Mais notre tableau nous enseigne aussi autre chose :  si, par hasard, vous aviez décidé d’investir sur les 19 Daubasses qui ont occasionnées des pertes, vous auriez perdu -43.23%.

Nous pouvons donc conclure qu’à malchance égale, le fait de n’avoir choisi que des perdants, en diversifiant, c’est-à-dire en choisissant d’investir sur 19 sociétés au lieu de 5 sociétés, vous auriez pu réduire votre perte de 39%. Et nous trouvons ce constat plutôt rassurant.

Bien entendu, ce n’est pas avec des perdants que l’on bâtit la performance d’un portefeuille dans le style Daubasses. Les pertes font seulement partie de l’investissement et le style « Value » que nous décrivons sur ce blog  n’y échappe pas.

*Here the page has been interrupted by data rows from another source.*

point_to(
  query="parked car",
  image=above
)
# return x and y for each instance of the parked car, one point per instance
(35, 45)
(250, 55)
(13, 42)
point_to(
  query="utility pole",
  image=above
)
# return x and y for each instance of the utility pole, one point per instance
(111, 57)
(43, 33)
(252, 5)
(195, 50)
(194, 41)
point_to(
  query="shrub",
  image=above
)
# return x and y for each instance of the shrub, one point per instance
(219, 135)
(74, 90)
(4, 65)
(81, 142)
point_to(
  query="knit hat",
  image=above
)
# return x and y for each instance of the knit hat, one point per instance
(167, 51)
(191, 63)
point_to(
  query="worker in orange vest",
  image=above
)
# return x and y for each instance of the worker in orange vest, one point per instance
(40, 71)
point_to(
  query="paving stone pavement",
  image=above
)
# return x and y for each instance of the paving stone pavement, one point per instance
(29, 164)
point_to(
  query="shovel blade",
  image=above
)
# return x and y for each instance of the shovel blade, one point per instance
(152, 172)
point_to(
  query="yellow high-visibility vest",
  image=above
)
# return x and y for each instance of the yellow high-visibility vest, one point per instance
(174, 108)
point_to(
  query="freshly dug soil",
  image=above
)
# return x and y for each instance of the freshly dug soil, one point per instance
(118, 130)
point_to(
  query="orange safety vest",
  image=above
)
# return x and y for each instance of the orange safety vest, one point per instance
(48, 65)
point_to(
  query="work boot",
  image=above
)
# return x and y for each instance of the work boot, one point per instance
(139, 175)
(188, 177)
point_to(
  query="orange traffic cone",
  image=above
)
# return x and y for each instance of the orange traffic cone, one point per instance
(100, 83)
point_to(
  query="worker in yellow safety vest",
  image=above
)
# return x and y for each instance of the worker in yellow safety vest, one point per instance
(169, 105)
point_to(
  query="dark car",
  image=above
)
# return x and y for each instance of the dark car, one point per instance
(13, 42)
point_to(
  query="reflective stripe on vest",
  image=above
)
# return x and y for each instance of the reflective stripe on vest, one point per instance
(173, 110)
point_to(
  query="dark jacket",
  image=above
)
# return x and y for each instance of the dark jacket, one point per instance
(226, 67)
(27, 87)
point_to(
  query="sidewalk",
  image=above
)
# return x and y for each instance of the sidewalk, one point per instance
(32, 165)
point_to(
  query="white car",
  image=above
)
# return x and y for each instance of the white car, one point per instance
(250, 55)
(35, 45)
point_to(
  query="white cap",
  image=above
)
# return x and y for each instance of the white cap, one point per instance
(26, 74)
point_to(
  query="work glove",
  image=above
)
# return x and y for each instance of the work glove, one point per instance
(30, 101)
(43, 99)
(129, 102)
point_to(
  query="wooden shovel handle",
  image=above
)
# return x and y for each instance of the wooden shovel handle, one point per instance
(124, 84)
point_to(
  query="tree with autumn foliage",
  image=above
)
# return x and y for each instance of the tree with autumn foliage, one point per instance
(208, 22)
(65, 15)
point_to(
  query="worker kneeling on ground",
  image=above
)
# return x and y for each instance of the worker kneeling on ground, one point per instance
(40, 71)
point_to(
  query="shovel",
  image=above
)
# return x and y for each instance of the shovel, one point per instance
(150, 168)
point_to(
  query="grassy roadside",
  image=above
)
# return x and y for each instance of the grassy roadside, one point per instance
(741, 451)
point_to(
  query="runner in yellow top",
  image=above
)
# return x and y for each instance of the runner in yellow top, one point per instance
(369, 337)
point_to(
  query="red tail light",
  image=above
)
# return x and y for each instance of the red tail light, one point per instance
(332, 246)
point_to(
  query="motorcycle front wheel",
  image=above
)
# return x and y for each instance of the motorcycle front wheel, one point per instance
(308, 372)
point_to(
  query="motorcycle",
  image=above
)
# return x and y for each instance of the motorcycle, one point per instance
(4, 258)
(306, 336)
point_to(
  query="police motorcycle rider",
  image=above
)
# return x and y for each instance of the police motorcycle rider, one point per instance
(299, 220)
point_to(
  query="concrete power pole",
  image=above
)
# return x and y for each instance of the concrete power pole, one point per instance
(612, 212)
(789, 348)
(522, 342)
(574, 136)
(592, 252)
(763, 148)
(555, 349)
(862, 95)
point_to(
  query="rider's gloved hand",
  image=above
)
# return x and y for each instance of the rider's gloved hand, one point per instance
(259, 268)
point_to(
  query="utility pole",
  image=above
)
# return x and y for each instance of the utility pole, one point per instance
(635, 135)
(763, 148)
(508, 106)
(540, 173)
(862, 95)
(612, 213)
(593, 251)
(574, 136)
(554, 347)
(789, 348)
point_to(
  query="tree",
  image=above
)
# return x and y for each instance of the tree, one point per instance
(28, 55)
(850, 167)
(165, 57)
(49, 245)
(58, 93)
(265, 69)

Pour dégager de la performance dans un portefeuille « Daubasses », il faut obligatoirement parvenir a remplir les deux points suivants.

1° Avoir un nombre de gagnants nettement plus important que le nombre de perdant

2° Générer un gain moyen nettement plus élevé que la perte moyenne

Le bilan actuel du portefeuille Daubasses, c’est 36 gagnants contre 19 perdants. Le rapport est donc de presque 2 : 1

Le gain moyen des gagnants est de 1899.80 euros contre -607.23 euros de perte moyenne. Le rapport est d’un peu plus de 3 : 1

En fait si l’on reprend le prix payé à l’achat de ces 36 gagnants et que l’on reprend leur prix encaissé à la vente, on constate que le prix d’achat a été multiplié par 3,11.

Vous pouvez découvrir les différents détails des 36 gagnants dans les deux tableaux suivant.

 

 

 

En conclusion, si vous n’arrivez pas à vous faire à l’idée que la méthode « Value » selon Benjamin Graham, va générer des pertes, ce n’est pas la peine de vous y intéresser.

Si vous n’êtes pas conscient, qu’avec une sélection répondant entièrement aux critères « value » les plus stricts, bonifiée par une analyse pointilleuse que la diversification est nécessaire pour contrebalancer les pertes, vous augmentez le risque de ne pas parvenir à un résultat satisfaisant.